# Rapha Bib Knickers heavy weight. don't get it shouldn't it be a Tight



## oberwil (Jun 18, 2005)

When do you decide to wear Bib knickers and not a tight if it's cold outside?
I've acquired some Rapha Bib Knickers. But they seem to be made for winter weather.
Why make a heavy weight Kicker and not Tights?


----------



## velodog (Sep 26, 2007)

The purpose of knickers is to keep the knees warm and thicker is warmer. 'Specially for those who don't like tights and prefer knickers.


----------



## DaveG (Feb 4, 2004)

oberwil said:


> When do you decide to wear Bib knickers and not a tight if it's cold outside?
> I've acquired some Rapha Bib Knickers. But they seem to be made for winter weather.
> Why make a heavy weight Kicker and not Tights?

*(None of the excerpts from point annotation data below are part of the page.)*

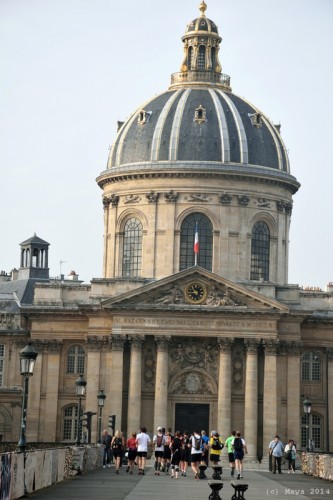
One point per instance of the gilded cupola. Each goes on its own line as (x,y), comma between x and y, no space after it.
(201,64)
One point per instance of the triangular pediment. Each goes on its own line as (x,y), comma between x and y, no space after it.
(194,288)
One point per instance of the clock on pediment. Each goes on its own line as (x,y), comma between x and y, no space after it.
(195,292)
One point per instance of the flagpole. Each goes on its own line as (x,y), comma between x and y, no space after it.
(196,244)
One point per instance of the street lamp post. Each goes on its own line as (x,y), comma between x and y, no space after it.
(80,387)
(101,398)
(307,404)
(28,357)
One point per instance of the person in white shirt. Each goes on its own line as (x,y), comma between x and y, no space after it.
(142,442)
(158,441)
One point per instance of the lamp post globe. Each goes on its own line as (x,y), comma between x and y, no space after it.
(101,398)
(80,388)
(28,357)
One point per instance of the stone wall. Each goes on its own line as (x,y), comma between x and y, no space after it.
(42,468)
(318,465)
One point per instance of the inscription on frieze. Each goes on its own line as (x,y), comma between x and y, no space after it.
(194,323)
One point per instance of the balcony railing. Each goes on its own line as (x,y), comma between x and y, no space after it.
(209,77)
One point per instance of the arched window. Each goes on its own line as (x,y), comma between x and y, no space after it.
(213,58)
(202,58)
(311,366)
(260,246)
(76,359)
(190,58)
(70,423)
(311,434)
(132,248)
(205,232)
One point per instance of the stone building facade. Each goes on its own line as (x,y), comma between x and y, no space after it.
(222,342)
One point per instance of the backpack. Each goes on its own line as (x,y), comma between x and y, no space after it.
(159,440)
(117,443)
(238,445)
(197,443)
(217,445)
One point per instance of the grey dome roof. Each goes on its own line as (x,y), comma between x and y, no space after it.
(199,125)
(203,124)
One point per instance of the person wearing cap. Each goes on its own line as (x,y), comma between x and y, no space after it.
(276,449)
(142,442)
(158,441)
(215,446)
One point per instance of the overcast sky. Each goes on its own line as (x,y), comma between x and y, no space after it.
(71,68)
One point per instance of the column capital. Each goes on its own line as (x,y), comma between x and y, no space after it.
(292,347)
(51,346)
(117,342)
(251,345)
(271,346)
(95,343)
(163,342)
(329,352)
(225,344)
(136,341)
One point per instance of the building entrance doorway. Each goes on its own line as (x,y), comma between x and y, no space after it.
(192,416)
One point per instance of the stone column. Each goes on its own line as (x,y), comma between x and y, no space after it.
(105,372)
(34,427)
(224,386)
(293,351)
(251,399)
(134,389)
(161,382)
(52,356)
(116,378)
(329,360)
(94,346)
(270,393)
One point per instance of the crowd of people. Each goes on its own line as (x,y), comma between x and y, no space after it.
(176,454)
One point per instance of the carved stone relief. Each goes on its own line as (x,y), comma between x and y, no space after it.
(192,383)
(131,198)
(225,198)
(171,196)
(243,200)
(152,197)
(198,197)
(192,354)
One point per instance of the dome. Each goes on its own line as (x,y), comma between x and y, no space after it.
(203,125)
(199,123)
(198,152)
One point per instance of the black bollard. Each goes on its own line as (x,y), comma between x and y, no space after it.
(239,488)
(216,486)
(202,468)
(217,472)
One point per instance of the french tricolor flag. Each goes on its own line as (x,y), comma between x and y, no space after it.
(196,240)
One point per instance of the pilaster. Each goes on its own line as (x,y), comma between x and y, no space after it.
(270,391)
(224,386)
(94,347)
(51,354)
(161,382)
(329,354)
(116,378)
(251,398)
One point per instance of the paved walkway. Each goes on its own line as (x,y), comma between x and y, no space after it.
(105,484)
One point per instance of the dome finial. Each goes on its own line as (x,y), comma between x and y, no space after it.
(202,8)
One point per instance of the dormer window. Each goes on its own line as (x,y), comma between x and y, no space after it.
(144,116)
(200,115)
(256,119)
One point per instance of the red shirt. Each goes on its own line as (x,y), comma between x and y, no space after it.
(131,443)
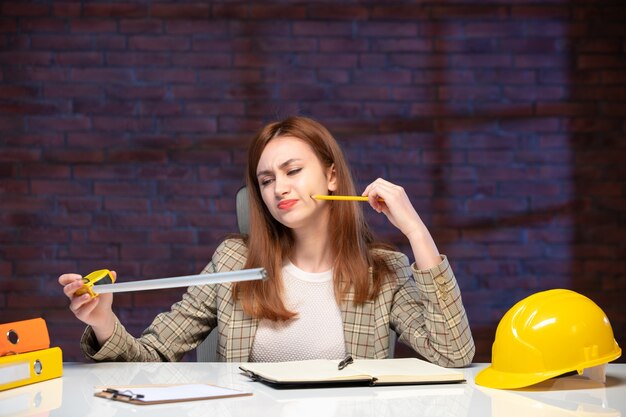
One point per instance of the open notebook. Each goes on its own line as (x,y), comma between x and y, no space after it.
(365,371)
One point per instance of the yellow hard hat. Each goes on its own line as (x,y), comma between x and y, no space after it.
(548,334)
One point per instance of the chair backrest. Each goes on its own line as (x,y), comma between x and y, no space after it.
(207,350)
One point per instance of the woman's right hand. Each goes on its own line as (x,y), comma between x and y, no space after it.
(96,312)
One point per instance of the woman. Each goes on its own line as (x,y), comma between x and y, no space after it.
(331,291)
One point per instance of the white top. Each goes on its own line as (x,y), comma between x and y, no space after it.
(317,330)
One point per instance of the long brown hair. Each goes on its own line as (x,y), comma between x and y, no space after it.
(270,243)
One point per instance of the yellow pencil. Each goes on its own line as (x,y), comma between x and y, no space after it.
(342,197)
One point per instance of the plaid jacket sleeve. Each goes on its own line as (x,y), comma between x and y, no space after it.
(428,314)
(175,332)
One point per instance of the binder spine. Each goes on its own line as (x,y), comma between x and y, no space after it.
(23,336)
(31,367)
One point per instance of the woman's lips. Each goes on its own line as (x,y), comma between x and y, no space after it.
(286,204)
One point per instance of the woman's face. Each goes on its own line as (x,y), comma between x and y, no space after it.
(289,173)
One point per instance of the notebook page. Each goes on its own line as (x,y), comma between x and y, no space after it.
(406,369)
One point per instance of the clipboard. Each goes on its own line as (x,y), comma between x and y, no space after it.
(166,393)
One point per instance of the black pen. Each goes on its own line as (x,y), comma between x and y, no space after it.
(347,361)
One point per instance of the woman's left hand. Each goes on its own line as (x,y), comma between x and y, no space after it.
(395,205)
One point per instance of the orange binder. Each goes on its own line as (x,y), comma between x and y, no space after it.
(23,336)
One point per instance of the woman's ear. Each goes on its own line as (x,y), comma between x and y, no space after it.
(331,178)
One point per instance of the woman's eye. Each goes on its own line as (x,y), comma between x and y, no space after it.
(265,181)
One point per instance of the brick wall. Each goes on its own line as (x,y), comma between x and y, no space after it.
(123,127)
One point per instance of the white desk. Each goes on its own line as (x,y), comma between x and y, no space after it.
(72,395)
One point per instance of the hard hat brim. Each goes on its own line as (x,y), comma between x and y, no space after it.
(492,378)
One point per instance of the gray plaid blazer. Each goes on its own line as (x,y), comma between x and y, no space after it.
(423,307)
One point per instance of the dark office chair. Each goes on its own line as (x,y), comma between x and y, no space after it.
(207,350)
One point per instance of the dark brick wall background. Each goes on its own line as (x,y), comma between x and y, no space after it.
(123,127)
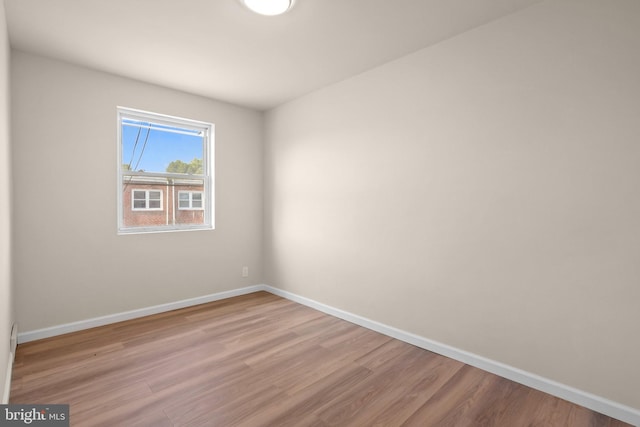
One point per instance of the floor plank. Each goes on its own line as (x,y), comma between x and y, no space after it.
(261,360)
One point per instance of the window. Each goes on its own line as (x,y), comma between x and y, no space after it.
(190,200)
(165,179)
(146,200)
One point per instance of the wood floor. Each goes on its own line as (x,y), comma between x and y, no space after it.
(260,360)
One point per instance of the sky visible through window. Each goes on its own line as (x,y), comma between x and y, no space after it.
(150,147)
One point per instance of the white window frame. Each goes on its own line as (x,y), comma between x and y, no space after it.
(207,177)
(146,200)
(191,193)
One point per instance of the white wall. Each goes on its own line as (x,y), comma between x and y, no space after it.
(6,308)
(482,193)
(69,264)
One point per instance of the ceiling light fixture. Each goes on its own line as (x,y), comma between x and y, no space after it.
(268,7)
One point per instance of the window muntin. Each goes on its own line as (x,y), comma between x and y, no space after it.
(190,200)
(160,158)
(146,200)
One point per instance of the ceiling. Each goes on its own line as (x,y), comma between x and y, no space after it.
(218,49)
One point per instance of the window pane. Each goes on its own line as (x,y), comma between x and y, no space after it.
(163,172)
(153,147)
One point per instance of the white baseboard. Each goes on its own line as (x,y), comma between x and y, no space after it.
(12,351)
(579,397)
(133,314)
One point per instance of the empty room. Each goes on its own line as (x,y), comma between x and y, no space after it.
(320,212)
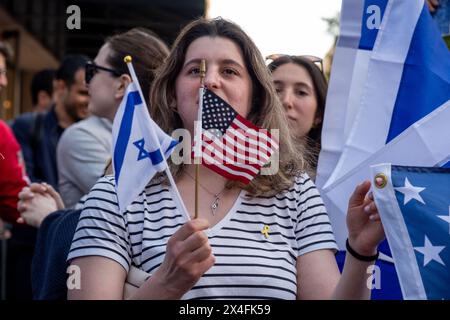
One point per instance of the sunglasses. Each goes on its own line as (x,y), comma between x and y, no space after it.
(316,60)
(91,70)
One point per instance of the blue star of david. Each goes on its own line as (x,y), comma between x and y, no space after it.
(142,153)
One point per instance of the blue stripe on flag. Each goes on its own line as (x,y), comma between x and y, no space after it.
(133,99)
(368,36)
(425,83)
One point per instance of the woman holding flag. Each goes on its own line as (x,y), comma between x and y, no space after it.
(257,236)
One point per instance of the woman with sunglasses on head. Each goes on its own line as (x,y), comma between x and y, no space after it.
(302,89)
(231,253)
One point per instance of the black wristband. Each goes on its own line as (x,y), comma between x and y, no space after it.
(358,256)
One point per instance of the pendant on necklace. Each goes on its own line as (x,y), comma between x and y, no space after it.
(215,205)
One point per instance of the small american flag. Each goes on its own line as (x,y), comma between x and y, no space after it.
(232,146)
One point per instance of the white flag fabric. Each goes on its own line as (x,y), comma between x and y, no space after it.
(406,77)
(359,24)
(137,145)
(414,205)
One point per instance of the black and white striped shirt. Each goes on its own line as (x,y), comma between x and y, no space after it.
(248,265)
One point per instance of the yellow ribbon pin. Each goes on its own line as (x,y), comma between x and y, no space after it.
(265,231)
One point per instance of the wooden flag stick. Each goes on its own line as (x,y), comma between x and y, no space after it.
(199,137)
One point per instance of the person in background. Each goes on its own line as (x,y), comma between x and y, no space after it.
(302,89)
(42,90)
(12,169)
(38,134)
(223,253)
(83,151)
(85,147)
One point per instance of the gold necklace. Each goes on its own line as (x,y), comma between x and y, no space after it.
(215,204)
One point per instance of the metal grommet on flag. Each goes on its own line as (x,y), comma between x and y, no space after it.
(127,59)
(380,184)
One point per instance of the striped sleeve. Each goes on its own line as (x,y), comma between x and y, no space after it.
(313,229)
(102,230)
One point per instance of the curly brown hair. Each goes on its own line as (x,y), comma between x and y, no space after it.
(266,110)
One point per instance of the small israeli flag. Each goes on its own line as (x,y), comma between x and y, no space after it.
(137,145)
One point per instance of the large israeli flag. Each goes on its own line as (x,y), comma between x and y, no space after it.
(359,25)
(396,112)
(407,77)
(137,145)
(414,205)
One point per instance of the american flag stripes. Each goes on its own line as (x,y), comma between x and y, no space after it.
(232,146)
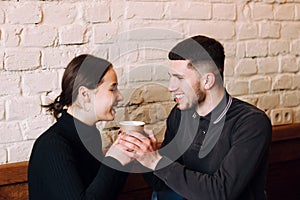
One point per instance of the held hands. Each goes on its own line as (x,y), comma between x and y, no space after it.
(118,151)
(140,147)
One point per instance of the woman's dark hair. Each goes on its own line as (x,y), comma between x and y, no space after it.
(83,70)
(199,48)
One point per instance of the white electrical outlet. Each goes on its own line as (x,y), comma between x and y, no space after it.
(281,116)
(276,117)
(287,114)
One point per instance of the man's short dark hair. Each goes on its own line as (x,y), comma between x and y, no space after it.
(198,49)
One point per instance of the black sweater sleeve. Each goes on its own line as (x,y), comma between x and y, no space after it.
(54,173)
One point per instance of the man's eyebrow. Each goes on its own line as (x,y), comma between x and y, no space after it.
(114,84)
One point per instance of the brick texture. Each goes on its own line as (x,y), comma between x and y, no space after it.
(39,38)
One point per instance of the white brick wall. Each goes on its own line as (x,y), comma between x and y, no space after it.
(39,38)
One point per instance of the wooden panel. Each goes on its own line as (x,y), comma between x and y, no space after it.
(13,173)
(283,181)
(286,132)
(17,191)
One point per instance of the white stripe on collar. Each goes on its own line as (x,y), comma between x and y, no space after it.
(224,111)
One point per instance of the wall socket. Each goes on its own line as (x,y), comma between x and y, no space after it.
(281,116)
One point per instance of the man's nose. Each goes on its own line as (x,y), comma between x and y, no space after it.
(172,85)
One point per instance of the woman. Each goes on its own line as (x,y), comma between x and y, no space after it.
(67,161)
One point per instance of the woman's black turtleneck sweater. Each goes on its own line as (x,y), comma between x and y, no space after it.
(61,167)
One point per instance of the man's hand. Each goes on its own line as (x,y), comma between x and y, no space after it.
(141,148)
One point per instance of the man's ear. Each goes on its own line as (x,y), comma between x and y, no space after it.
(84,94)
(209,80)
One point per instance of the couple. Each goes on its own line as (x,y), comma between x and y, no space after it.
(215,146)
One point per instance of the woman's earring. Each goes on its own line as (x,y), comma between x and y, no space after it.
(87,107)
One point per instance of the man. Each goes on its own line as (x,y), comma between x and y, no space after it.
(215,146)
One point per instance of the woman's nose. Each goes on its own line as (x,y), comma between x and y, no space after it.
(120,96)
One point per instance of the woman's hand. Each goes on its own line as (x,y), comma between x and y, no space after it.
(119,152)
(141,148)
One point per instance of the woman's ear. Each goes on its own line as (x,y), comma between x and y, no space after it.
(84,94)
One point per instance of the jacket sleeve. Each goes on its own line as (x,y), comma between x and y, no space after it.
(152,180)
(249,148)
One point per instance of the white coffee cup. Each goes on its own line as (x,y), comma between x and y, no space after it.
(137,126)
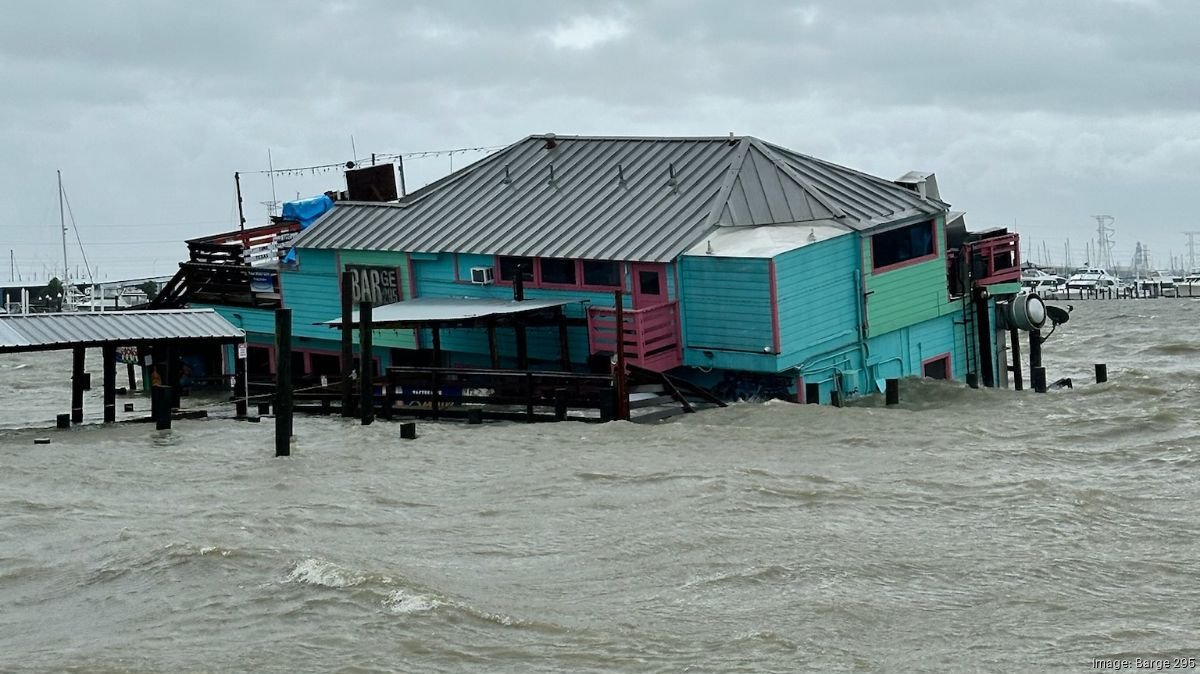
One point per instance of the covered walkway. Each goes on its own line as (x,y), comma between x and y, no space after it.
(157,336)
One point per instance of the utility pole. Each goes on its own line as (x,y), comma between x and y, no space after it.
(1192,248)
(1104,242)
(63,224)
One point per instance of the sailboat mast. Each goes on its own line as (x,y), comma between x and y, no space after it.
(63,224)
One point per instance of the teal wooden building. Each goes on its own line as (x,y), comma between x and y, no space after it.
(741,265)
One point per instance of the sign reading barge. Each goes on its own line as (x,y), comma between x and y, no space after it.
(377,284)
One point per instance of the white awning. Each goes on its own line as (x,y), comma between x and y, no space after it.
(450,310)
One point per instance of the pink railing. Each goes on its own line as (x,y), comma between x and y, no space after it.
(1000,257)
(651,336)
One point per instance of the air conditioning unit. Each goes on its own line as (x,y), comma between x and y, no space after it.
(483,275)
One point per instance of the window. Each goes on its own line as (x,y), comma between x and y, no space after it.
(509,265)
(937,368)
(258,360)
(329,365)
(601,272)
(557,271)
(648,283)
(903,245)
(298,368)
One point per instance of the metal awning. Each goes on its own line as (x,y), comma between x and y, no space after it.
(49,331)
(453,312)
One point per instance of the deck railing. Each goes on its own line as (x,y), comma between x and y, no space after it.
(996,259)
(651,336)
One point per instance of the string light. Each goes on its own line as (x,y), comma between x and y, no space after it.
(385,157)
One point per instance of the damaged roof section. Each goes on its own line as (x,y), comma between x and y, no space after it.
(647,199)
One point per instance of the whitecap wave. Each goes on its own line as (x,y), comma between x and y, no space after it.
(402,602)
(324,573)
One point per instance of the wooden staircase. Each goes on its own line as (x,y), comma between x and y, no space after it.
(655,396)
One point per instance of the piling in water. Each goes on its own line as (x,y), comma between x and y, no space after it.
(160,407)
(77,385)
(283,383)
(1039,379)
(366,365)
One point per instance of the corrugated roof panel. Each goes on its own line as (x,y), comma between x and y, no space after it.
(612,198)
(64,330)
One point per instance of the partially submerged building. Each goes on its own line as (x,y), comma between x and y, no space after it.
(743,266)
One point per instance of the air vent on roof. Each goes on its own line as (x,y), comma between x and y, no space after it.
(481,275)
(372,184)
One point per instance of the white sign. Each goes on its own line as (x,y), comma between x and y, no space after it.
(376,284)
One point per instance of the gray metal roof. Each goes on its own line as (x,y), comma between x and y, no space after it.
(615,198)
(448,310)
(45,331)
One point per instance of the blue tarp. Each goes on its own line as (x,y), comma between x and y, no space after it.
(306,211)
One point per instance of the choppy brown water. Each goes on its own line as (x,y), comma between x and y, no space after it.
(965,530)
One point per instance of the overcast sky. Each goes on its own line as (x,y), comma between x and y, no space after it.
(1041,114)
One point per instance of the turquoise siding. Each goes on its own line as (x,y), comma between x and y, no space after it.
(817,288)
(726,312)
(435,277)
(313,294)
(907,295)
(257,323)
(901,353)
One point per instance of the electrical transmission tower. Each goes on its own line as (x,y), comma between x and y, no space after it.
(1192,250)
(1104,242)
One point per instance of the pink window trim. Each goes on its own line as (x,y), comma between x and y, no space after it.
(933,256)
(949,363)
(774,307)
(579,274)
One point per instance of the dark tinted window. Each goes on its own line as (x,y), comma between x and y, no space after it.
(508,266)
(648,283)
(903,245)
(937,369)
(601,272)
(557,271)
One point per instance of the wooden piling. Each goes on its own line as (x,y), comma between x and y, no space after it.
(77,384)
(1014,338)
(347,343)
(559,404)
(282,383)
(160,407)
(1039,379)
(389,396)
(239,372)
(109,359)
(366,363)
(619,381)
(1036,354)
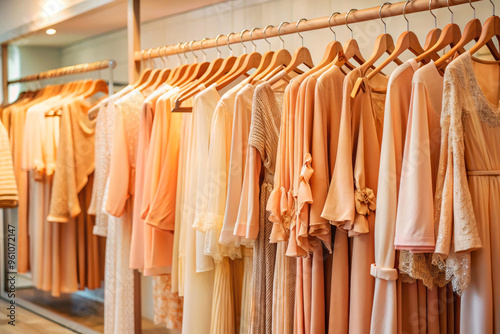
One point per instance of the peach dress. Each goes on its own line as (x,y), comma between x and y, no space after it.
(350,203)
(211,216)
(386,315)
(118,200)
(196,275)
(239,145)
(468,191)
(326,125)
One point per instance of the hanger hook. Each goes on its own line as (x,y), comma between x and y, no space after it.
(179,53)
(161,57)
(298,32)
(228,44)
(217,46)
(448,4)
(166,56)
(251,40)
(330,24)
(346,17)
(264,35)
(279,34)
(203,51)
(406,19)
(380,15)
(241,40)
(191,48)
(473,8)
(430,10)
(149,59)
(184,52)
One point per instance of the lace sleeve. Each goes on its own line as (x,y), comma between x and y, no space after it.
(455,223)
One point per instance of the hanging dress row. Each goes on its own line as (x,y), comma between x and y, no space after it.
(52,144)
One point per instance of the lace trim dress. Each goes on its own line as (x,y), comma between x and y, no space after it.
(468,191)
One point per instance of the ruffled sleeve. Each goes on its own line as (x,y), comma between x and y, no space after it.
(339,205)
(455,224)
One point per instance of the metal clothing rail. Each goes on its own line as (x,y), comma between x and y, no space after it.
(68,70)
(353,16)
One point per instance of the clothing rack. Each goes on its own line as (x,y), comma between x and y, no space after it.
(352,16)
(68,70)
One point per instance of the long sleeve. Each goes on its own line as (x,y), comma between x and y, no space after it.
(247,224)
(162,208)
(74,162)
(8,188)
(339,204)
(120,170)
(455,226)
(320,178)
(415,218)
(385,305)
(241,129)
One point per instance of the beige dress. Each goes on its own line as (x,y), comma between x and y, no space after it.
(196,274)
(351,202)
(8,188)
(468,191)
(262,150)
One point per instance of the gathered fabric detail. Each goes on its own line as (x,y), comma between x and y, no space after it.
(365,201)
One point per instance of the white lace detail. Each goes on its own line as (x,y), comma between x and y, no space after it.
(413,266)
(488,113)
(455,223)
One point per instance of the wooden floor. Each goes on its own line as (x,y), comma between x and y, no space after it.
(83,311)
(27,322)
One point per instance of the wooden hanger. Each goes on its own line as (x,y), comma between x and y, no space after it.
(472,31)
(211,76)
(251,61)
(143,77)
(209,72)
(96,87)
(178,72)
(491,29)
(483,35)
(198,71)
(164,73)
(450,36)
(383,44)
(280,58)
(300,56)
(333,49)
(351,48)
(264,63)
(238,64)
(153,76)
(434,34)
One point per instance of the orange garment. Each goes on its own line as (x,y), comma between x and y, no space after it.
(388,300)
(468,191)
(351,201)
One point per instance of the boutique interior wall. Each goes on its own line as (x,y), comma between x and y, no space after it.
(233,16)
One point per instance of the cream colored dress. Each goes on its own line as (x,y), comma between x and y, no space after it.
(351,202)
(196,270)
(386,300)
(468,191)
(211,219)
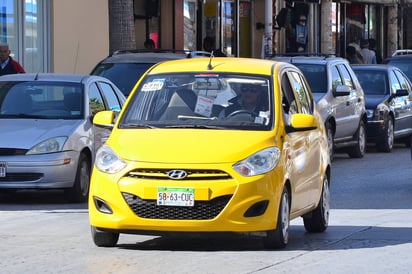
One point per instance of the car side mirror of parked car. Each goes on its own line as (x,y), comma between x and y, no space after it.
(104,119)
(401,92)
(301,122)
(342,90)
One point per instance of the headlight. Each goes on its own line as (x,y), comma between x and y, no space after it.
(258,163)
(49,146)
(107,161)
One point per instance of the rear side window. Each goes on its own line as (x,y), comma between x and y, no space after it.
(336,80)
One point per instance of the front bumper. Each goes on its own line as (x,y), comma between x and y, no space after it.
(375,130)
(48,171)
(230,203)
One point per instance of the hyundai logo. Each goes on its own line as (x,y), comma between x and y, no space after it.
(177,174)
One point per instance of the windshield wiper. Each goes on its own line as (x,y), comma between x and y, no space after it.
(194,126)
(185,117)
(130,125)
(24,115)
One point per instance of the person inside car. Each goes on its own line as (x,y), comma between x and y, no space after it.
(251,99)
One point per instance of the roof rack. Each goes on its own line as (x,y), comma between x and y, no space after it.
(156,50)
(402,52)
(303,54)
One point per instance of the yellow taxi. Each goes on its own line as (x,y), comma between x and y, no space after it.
(212,145)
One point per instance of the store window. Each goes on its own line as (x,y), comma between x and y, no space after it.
(24,27)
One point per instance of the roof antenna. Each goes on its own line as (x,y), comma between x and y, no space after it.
(209,66)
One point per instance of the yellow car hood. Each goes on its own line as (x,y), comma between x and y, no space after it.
(188,145)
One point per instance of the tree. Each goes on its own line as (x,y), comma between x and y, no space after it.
(121,25)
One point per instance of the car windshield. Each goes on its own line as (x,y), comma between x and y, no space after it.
(405,65)
(123,75)
(198,100)
(40,99)
(316,76)
(373,82)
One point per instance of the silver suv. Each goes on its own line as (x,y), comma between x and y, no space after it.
(339,98)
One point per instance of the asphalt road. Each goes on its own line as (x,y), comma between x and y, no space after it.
(370,232)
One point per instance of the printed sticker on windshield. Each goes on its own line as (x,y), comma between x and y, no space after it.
(156,84)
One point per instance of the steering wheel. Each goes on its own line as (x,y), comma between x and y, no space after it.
(241,111)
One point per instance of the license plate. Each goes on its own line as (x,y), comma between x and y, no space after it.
(175,196)
(2,169)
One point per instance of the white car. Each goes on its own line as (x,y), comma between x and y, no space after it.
(47,139)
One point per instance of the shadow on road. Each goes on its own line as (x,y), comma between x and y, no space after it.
(37,200)
(335,238)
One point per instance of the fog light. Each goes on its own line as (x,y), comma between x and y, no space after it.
(257,209)
(102,206)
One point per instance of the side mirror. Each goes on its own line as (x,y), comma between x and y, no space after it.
(301,122)
(401,92)
(342,90)
(104,118)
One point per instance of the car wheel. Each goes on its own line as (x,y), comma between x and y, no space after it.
(278,238)
(358,151)
(386,144)
(103,238)
(331,140)
(318,219)
(80,190)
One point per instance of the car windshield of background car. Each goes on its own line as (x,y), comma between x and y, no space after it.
(316,76)
(44,100)
(404,65)
(123,75)
(373,82)
(201,100)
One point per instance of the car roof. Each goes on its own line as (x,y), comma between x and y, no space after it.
(60,77)
(142,56)
(377,67)
(321,60)
(220,64)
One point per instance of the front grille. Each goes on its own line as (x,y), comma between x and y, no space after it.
(12,151)
(21,177)
(202,210)
(192,174)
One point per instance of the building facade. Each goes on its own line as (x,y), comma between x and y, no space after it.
(72,36)
(55,36)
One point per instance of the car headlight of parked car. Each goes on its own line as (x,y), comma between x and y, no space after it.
(377,114)
(258,163)
(49,146)
(107,160)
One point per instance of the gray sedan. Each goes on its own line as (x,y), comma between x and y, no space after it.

I don't get the whole knickers thing. I would just put on some knee warmers or tights. To you question I guess just were them when it cold enough to wear knee warmers


----------



## Lombard (May 8, 2014)

DaveG said:


> I don't get the whole knickers thing. I would just put on some knee warmers or tights. To you question I guess just were them when it cold enough to wear knee warmers


I don't get it either. If it's cold enough for me to cover the knees, it's cold enough for me to cover the rest of my legs.


----------



## velodog (Sep 26, 2007)

I've got tights, knickers and knee warmers and I think they all have their place.

Knee warmers for when the temps are going to warm or cool during the ride to an extent that I'll be over or under dressed in the course of the ride. Worn with short sleeves and arm warmers or long sleeves. Full fingered gloves

Knickers when it's too cool for shorts but not cold enough that I need to bundle up. Warn with long sleeved heavy weight jersey and possible base layer and maybe a wind vest. Hat and full fingered gloves.

Tights for the cold. Heavy jersey with multiple base layers and wind vest or jacket. Hat and heavier gloves.

All of the above hats, jerseys and base layers are wool.

Too often I see cyclists on a cooler day, what I consider knicker weather, wearing shorts and their knees are as red as apples. I don't know if they feel it's not cold enough for tights or they're fair-weather cyclists that aren't really prepared to ride in cooler weather, but my knees hurt just seeing theirs.


----------



## Coolhand (Jul 28, 2002)

Kickers and long thick compression style socks work and fit better in a certain range of temps. Below that its black ice time, and I hit the trainer.


----------



## Lombard (May 8, 2014)

Coolhand said:


> Kickers and long thick compression style socks work and fit better in a certain range of temps. Below that its black ice time, and I hit the trainer.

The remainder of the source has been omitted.